You could say all Steve Sweetman had to do, was follow the tracks along the beach. Hundred and thirty million-year-old tracks, that is.

Dinosaur footprints are common here, reports CBS correspondent Richard Roth, lining the shore on what's been called the Isle of Wight's Jurassic coast. And yes, among the fossils he's found here are remains of what you've seen in movies like Steven Spielberg's Jurassic Park.

"They were called in the film 'Velociraptor,' but they were actually a bigger representation of that animal. But the raptor I found here on the Isle of Wight was actually bigger than the one in the kitchen scene in Jurassic Park," said Sweetman.

But "bigger" isn't Sweetman's contribution to science. In fact, most of his discoveries are microscopic. "Most people don't associate paleontology with the work that I do," he said.

Sweetman washes, dries and sifts through bowls of sand. Many of his discoveries are visible only under a microscope. Miniature teeth and tiny bone fragments help him picture a new prehistoric world.

The cliffs along the "Jurassic Coast" are where he recently found remains of eight dinosaurs no one even knew existed. Sweetman also discovered lizards, salamanders and at least six tiny mammals. In total, he discovered 48 new species.

"Well, when I started I didn't really expect to find very much. But as work went on - it was only a period of four years whilst I was actually sieving and picking the fossils - to have found so many, was, it was a 'yes!' moment, it was one of those things I can't describe."
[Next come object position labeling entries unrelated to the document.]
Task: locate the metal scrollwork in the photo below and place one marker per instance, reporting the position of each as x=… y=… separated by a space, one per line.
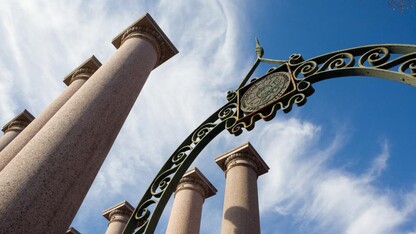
x=393 y=62
x=390 y=61
x=149 y=209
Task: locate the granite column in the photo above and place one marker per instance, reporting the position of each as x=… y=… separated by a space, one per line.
x=242 y=166
x=74 y=80
x=118 y=216
x=13 y=128
x=42 y=188
x=190 y=195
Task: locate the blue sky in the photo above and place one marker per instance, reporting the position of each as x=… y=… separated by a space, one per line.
x=343 y=163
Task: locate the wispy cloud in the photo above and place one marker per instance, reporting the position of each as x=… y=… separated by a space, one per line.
x=42 y=41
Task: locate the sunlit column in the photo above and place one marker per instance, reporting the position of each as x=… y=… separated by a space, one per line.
x=74 y=80
x=242 y=166
x=42 y=188
x=118 y=216
x=72 y=230
x=13 y=128
x=190 y=194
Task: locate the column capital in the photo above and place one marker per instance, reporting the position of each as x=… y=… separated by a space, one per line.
x=83 y=71
x=19 y=122
x=123 y=209
x=72 y=230
x=243 y=155
x=147 y=29
x=202 y=184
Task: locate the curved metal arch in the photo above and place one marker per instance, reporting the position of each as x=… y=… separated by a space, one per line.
x=372 y=60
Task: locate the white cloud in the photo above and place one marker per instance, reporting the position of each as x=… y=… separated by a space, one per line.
x=44 y=40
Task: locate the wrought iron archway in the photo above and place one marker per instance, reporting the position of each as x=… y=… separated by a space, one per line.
x=280 y=88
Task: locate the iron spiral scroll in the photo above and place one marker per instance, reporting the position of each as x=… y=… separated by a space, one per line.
x=389 y=61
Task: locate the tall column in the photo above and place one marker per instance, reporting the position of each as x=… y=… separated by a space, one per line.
x=242 y=166
x=14 y=127
x=72 y=230
x=42 y=188
x=190 y=194
x=118 y=216
x=74 y=80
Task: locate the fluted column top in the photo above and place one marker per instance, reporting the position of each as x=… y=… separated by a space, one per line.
x=195 y=177
x=244 y=154
x=83 y=71
x=19 y=122
x=123 y=208
x=147 y=29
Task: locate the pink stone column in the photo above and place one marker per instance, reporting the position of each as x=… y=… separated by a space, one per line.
x=118 y=216
x=72 y=230
x=74 y=80
x=42 y=188
x=14 y=127
x=242 y=166
x=190 y=194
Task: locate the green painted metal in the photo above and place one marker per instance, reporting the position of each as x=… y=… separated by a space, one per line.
x=389 y=61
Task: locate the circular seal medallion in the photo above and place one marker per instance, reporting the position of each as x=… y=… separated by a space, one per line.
x=265 y=91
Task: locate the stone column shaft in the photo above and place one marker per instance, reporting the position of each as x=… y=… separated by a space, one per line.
x=8 y=137
x=74 y=81
x=242 y=166
x=42 y=188
x=118 y=216
x=190 y=194
x=13 y=128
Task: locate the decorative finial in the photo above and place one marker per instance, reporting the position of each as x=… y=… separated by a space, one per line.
x=259 y=49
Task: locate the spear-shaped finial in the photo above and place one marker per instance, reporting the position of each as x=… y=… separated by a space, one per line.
x=259 y=49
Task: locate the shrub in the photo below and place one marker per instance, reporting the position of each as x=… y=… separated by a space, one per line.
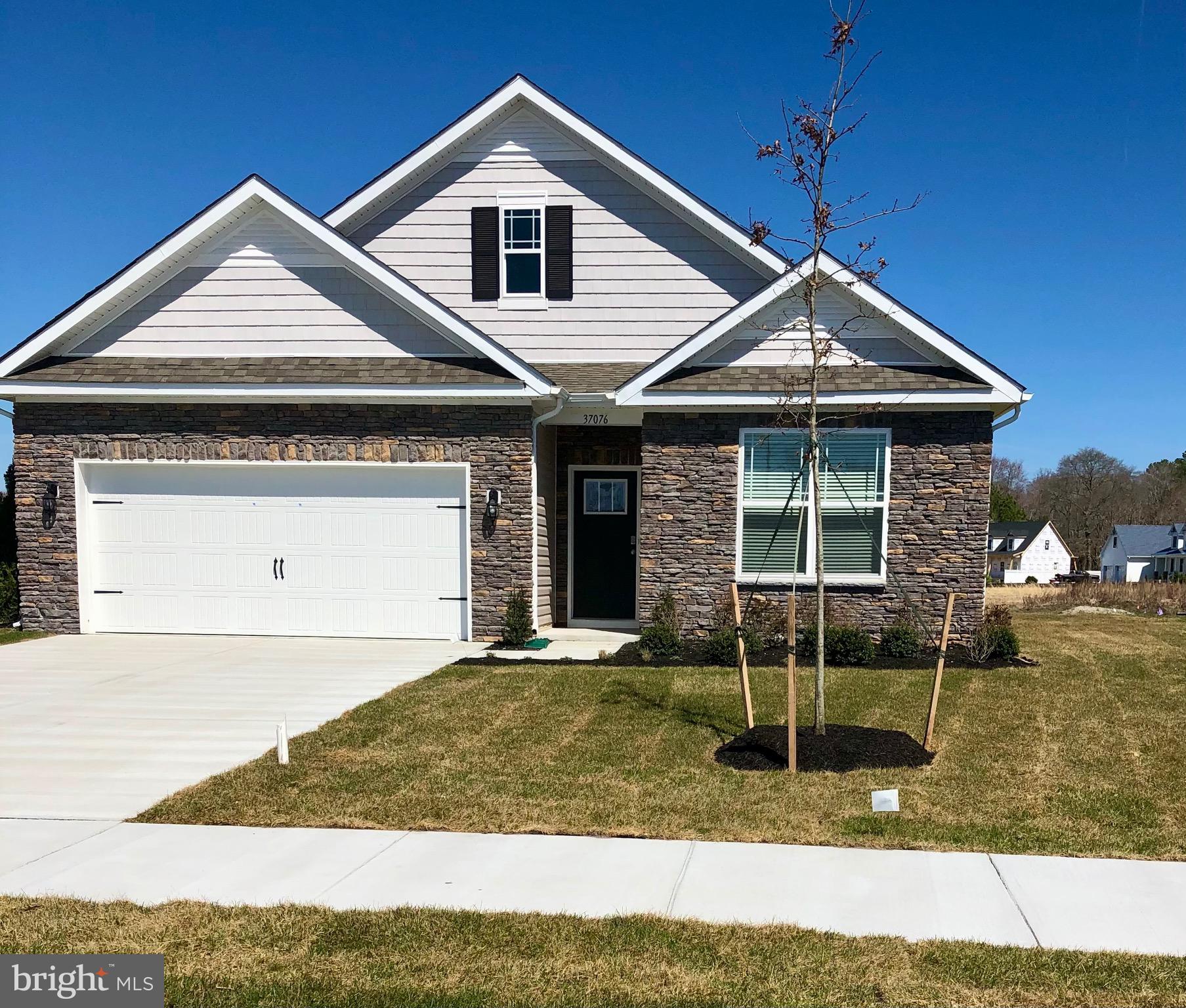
x=994 y=642
x=660 y=642
x=998 y=616
x=767 y=620
x=9 y=517
x=666 y=612
x=1005 y=642
x=10 y=598
x=995 y=637
x=517 y=629
x=661 y=639
x=765 y=625
x=721 y=648
x=900 y=639
x=842 y=645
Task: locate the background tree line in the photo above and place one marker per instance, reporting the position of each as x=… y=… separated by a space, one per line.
x=1088 y=494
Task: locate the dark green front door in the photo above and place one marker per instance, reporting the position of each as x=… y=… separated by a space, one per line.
x=605 y=545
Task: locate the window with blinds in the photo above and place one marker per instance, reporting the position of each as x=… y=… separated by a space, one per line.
x=777 y=518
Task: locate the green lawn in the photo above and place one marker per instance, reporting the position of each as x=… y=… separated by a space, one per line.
x=16 y=636
x=1082 y=755
x=285 y=956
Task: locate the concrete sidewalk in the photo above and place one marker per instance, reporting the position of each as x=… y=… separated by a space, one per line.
x=1065 y=903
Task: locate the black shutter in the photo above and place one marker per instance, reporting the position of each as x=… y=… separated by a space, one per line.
x=484 y=253
x=559 y=245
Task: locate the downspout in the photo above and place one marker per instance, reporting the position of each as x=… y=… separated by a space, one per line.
x=561 y=402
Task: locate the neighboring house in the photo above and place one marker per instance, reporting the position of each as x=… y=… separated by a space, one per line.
x=520 y=357
x=1143 y=553
x=1026 y=549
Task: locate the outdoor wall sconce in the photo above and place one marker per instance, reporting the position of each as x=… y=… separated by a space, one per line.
x=50 y=505
x=490 y=513
x=494 y=498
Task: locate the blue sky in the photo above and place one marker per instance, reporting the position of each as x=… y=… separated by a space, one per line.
x=1050 y=136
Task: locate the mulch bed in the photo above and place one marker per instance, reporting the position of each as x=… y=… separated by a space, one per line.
x=841 y=749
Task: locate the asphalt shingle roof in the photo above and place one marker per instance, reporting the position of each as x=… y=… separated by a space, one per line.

Actually, it's one of those things that's hard to believe. Over four years he's carried about three and a half tons of mud back to his farmhouse.

"I think that anything to do with the world in which the dinosaurs lived is just fascinating. Because they were such enigmatic and intriguing creatures, there is nothing alive quite like them today. So that sparks an interest, and then to put them into the world in which they actually lived, in which they ate the plants and ate each other is just fascinating."

A local museum gets the really big stuff he finds, and by big, we're talking Velociraptor teeth. It seems that in Paleontology, size doesn't always matter.

"Well, every sample that I take, I tend to find something that is new. So you can't put a figure on the number of things that might be discovered in the course of time," said Sweetman. "But there will certainly be new discoveries."